Nadia said she was "presented" soon afterwards to Robert De Niro but nothing happened; she said she was urged by Bourgeois to have sex with Fibak, but refused. That summer, she was packed off to Saint Tropez, where she was told her career would finally take off. Instead, she said, she found herself on a yacht - with another girl - performing sexual acts with the Qatari millionaire, William Kazan.

Bourgeois, an unkempt man with lank grey hair, who stood in court with the help of a cane, denied the charges of proxenetisme, or pandering (prostitution, as such, is not illegal in France). All he had done, he said, was "present" a few girls to his friends. Challenged by the court president to say whether he knew that Nadia was prostituting herself, Bourgeois admitted: "With Sarde, yes. With Kazan, I only knew later."

A Swedish girl, Julia, 16 at the time, also said that she had been taken aboard Kazan's yacht for photo sessions, where she claimed, she was sexually attacked. Bourgeois said Julia had gone aboard the yacht willingly and made no complaint at the time. Girls would be persuaded to have lurid photographs taken to circulate to film companies and modelling agencies. Instead, the court was told, Bourgeois would send folders of the pictures, on approval, to potential clients. If the girls refused to play along, they were warned that the photos would be sent to their families.

Even after the victims had been persuaded to prostitute themselves, the fact that the clients were often celebrities from the cinematic and fashion world helped to preserve the fiction that the women were climbing the ladder of fame.

Almost half the girls questioned by police had been promised a job modelling for the Clarins cosmetics company. Several girls claimed to have been taken to the office of the head of the company, Christian Courtin. "Bourgeois told me not to wear any underwear, because the lines would show," said Magadelena O. "Courtin asked me to undress and then touched my thighs and buttocks. He promised me a job in his next advertising campaign."

Sarde, a respected figure in French cinema, admitted in a written statement read to the court, that Bourgeois had sent him 17 girls while he was casting for Paparazzi in 1996. He denied any knowledge of promises made to the girls that they might get a part in the movie. "Bourgeois took advantage of my name ... as far as I was concerned, all the girls he sent to my bachelor flat on the Avenue George V came as prostitutes. The proof was that they all left with the FF1,500 agreed with Bourgeois."

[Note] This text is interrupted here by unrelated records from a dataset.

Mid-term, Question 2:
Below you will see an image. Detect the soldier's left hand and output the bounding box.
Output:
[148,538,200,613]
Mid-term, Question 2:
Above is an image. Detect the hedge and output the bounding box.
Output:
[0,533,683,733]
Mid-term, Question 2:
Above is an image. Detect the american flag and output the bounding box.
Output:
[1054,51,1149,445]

One of the other defendants, Nazihabdullatif al Ladki, was a Lebanese businessman and former private secretary to Prince Fawaz of Saudi Arabia, brother of King Fahd. He admitted dealing with Bourgeois over a period of six years, in which the photographer provided a stream of girls for his employer. "It's something quite natural among Arab princes to want pretty girls," Al Ladki told the court. "It wasn't pimping."

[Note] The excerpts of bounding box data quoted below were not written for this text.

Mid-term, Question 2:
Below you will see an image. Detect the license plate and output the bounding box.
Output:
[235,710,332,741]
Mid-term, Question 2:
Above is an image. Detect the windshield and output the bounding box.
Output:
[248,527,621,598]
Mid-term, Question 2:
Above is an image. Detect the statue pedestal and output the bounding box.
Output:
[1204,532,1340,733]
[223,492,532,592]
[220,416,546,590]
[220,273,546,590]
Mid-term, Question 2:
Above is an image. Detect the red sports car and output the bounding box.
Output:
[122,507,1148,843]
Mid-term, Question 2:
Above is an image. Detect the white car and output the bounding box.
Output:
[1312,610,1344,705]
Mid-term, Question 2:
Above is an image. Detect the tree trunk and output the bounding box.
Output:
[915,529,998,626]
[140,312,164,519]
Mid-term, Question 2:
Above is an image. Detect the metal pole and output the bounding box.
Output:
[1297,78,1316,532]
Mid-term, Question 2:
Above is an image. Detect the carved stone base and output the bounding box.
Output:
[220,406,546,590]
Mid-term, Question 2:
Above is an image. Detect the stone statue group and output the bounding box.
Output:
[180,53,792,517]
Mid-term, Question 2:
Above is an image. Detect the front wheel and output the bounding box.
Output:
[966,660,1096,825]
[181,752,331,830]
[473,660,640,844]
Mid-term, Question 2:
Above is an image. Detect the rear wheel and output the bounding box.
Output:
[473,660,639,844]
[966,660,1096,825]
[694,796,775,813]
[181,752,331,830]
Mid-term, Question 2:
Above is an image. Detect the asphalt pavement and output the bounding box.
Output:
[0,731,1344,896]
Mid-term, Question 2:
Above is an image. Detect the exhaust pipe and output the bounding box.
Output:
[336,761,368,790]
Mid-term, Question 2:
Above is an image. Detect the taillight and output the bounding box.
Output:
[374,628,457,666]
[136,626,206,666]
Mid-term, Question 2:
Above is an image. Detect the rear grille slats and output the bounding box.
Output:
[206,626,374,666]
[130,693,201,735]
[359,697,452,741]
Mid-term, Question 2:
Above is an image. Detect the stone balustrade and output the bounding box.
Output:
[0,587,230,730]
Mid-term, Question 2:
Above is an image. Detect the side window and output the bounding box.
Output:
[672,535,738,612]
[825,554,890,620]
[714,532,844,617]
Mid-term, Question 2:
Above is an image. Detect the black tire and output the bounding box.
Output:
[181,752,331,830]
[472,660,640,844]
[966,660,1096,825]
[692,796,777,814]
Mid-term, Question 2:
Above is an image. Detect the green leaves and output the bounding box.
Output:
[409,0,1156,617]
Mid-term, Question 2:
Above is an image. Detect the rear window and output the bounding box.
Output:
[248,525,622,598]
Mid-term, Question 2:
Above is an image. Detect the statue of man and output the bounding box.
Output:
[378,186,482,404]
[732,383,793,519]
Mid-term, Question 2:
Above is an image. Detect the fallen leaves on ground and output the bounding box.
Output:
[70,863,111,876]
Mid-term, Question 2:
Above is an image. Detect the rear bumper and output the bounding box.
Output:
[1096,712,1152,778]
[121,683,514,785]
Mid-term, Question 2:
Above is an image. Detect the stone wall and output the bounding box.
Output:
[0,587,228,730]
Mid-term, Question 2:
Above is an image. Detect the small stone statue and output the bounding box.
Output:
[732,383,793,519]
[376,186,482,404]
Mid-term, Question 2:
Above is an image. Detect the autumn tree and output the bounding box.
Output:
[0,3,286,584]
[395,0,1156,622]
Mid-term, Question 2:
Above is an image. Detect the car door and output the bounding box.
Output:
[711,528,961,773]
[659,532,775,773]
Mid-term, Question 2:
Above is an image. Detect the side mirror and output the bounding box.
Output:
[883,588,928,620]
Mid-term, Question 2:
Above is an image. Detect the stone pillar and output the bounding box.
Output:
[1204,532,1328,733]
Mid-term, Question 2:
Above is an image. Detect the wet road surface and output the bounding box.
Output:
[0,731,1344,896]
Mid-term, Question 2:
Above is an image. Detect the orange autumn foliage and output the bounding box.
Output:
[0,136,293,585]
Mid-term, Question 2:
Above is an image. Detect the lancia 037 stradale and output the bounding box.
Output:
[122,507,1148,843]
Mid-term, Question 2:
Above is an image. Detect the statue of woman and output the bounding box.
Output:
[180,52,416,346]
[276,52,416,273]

When he visited Paris, Prince Fawaz would organise elegant soirees for his wife at the Hotel Crillon or Hotel Royal Monceau. In the meantime, Bourgeois would send two or three girls around to the Prince's three-storey apartment on the Avenue Montaigne, off the Champs-Elysees. "If he liked the girls, (the prince) would give them FF10,000 (pounds 1,000) each," said Al Ladki. He would also give "presents" to Bourgeois, including FF50,000 on one occasion.

The six-day trial has been equally disturbing for what it has not revealed. There has been no reference in court to the two, centre-right French politicians, mentioned as regular clients of Bourgeois (but not named) in the report of the investigating magistrate who unravelled the affair.

There has been talk of "other famous names" on the client list - including, allegedly, well-known figures in British cinema - but no attempt has been made to elucidate the matter. There has been no exploration of the fact, also mentioned in the investigating magistrate's report, that the French interior ministry and foreign ministry tried to have the entire inquiry quashed.

It has been suggested, in leaks from the magistrate's office, that the Bourgeois-Brumark operation became, briefly, a kind of state-approved broker, providing girls to assist French arms companies to sweeten their deals with Gulf clients. Since this kind of thing was bound to happen, the foreign ministry and security services reasoned, it was better that a "known" and closely watched call-girl service should be used. This reduced the risk of blackmail or "pillow leaks" of secret negotiations.

So why was such an apparently politically protected network prosecuted, when others are not? Paris, like London, has scores of alleged escort agencies. Part of the answer is obvious: the operation run by Bourgeois was a particularly nasty one of its kind. Most of the women provided were not fully consenting professional adults. Bourgeois and the three other defendants faced charges not just of pandering but "aggravated pandering".

Another part of the answer is that the case fell into the hands of one of a new breed of young, tenacious and publicity-conscious investigating magistrates, who have transformed the French judicial landscape during the past 10 years. A generation ago, a case with such political sensitivities might easily have become derailed long before it reached a French court: the wrong-doers would have been warned off, rather than prosecuted.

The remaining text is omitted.